Das mit dem Abschiedsbrief meinen Sie symbolisch?

Nein, ich habe wirklich händisch einen Abschiedsbrief geschrieben – und diesen danach in einer Schale verbrannt (lacht). Es war sehr dramatisch. Der Brief ist aber zu privat, um daraus zu zitieren. Jedenfalls hat mir dieser Vorgang sehr geholfen, um den Switch zu meistern. Denn kurz nach "Stammheim" habe ich eine Comedy-Serie für einen Streamer gedreht. Dafür brauchte ich ein anderes Mindset.

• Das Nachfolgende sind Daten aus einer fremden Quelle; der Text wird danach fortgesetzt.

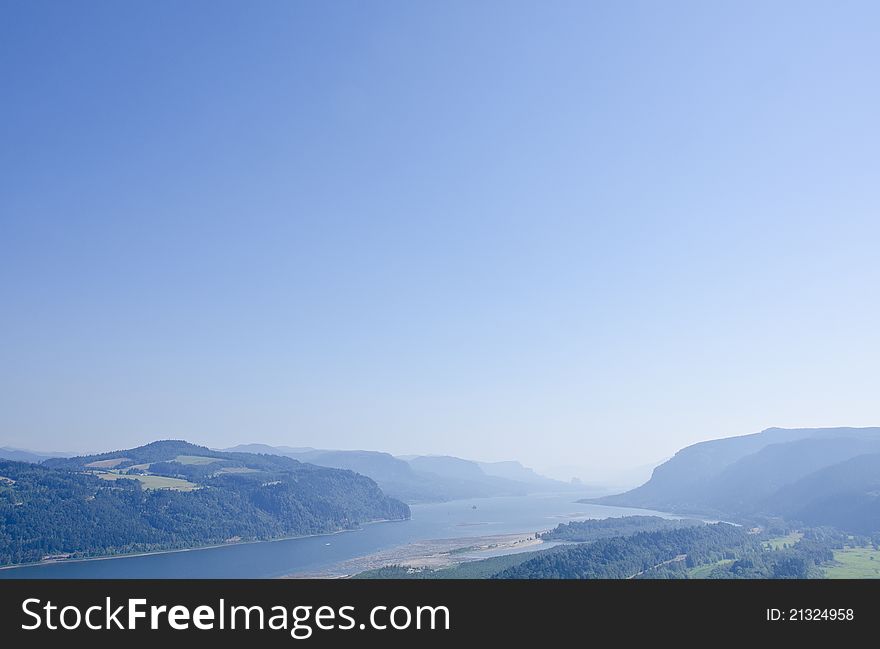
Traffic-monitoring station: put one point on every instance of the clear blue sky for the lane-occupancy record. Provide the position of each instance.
(568, 233)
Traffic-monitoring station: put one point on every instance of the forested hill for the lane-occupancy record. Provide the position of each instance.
(172, 494)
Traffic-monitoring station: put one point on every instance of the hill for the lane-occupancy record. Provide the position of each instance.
(172, 494)
(423, 478)
(22, 455)
(816, 475)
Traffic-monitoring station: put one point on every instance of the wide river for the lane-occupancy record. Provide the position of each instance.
(455, 519)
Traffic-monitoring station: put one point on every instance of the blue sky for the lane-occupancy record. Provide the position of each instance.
(569, 233)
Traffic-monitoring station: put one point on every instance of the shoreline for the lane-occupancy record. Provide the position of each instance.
(195, 548)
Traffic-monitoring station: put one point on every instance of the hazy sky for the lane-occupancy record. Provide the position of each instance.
(567, 233)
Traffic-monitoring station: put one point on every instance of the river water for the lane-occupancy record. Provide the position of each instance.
(455, 519)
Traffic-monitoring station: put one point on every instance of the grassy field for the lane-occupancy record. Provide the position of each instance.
(480, 569)
(855, 563)
(778, 542)
(195, 459)
(701, 572)
(152, 481)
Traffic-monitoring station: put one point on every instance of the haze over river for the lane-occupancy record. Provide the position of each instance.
(449, 520)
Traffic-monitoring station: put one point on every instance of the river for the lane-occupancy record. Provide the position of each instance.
(267, 559)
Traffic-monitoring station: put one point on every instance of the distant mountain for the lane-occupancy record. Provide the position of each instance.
(22, 455)
(795, 473)
(172, 494)
(426, 478)
(515, 471)
(845, 495)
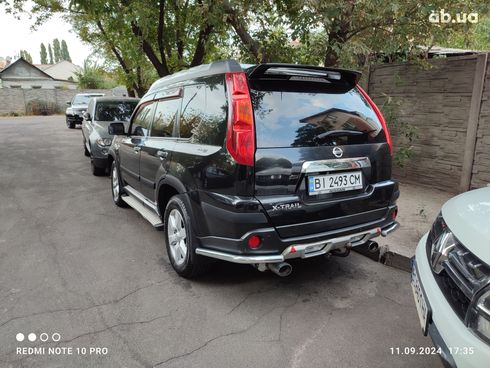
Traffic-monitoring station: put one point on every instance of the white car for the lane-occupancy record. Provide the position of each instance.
(451, 281)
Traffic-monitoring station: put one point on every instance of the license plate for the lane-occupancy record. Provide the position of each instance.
(332, 183)
(420, 301)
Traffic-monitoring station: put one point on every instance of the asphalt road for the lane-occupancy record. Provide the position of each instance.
(73, 264)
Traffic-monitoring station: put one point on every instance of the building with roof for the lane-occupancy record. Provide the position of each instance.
(22, 74)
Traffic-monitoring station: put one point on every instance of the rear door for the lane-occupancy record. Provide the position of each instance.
(322, 160)
(130, 146)
(157, 149)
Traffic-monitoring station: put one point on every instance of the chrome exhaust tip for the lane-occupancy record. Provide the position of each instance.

"Verbale Gefechte" mit "Tatort"-Kollege Jörg Hartmann

Hier spielen Sie den Vollzugsbeamten, während Sie in der Miniserie "Ich bin Dagobert" wiederum einen Kommissar und im Dortmunder "Tatort" einen Staatsanwalt verkörpern. Stehen Sie als Schauspieler momentan lieber auf der richtigen Seite des Gesetzes?

Das würde ich so nicht sagen. Zum Beispiel habe ich in "Führer und Verführer" den NSDAP-Funktionär Karl Hanke gespielt. Und im "Tatort" hatte ich unlängst die Herausforderung und das schauspielerische "Vergnügen", einen Familienvater zu spielen, der zur Selbstjustiz greift. In der Krimiserie "Harter Brocken" habe ich einen relativ simplen Postboten verkörpert, und in "Die Chefin" wiederum einen brutalen Massenvergewaltiger. Insofern hatte ich bisher immer das Glück, unterschiedliche Rollen zu bekommen.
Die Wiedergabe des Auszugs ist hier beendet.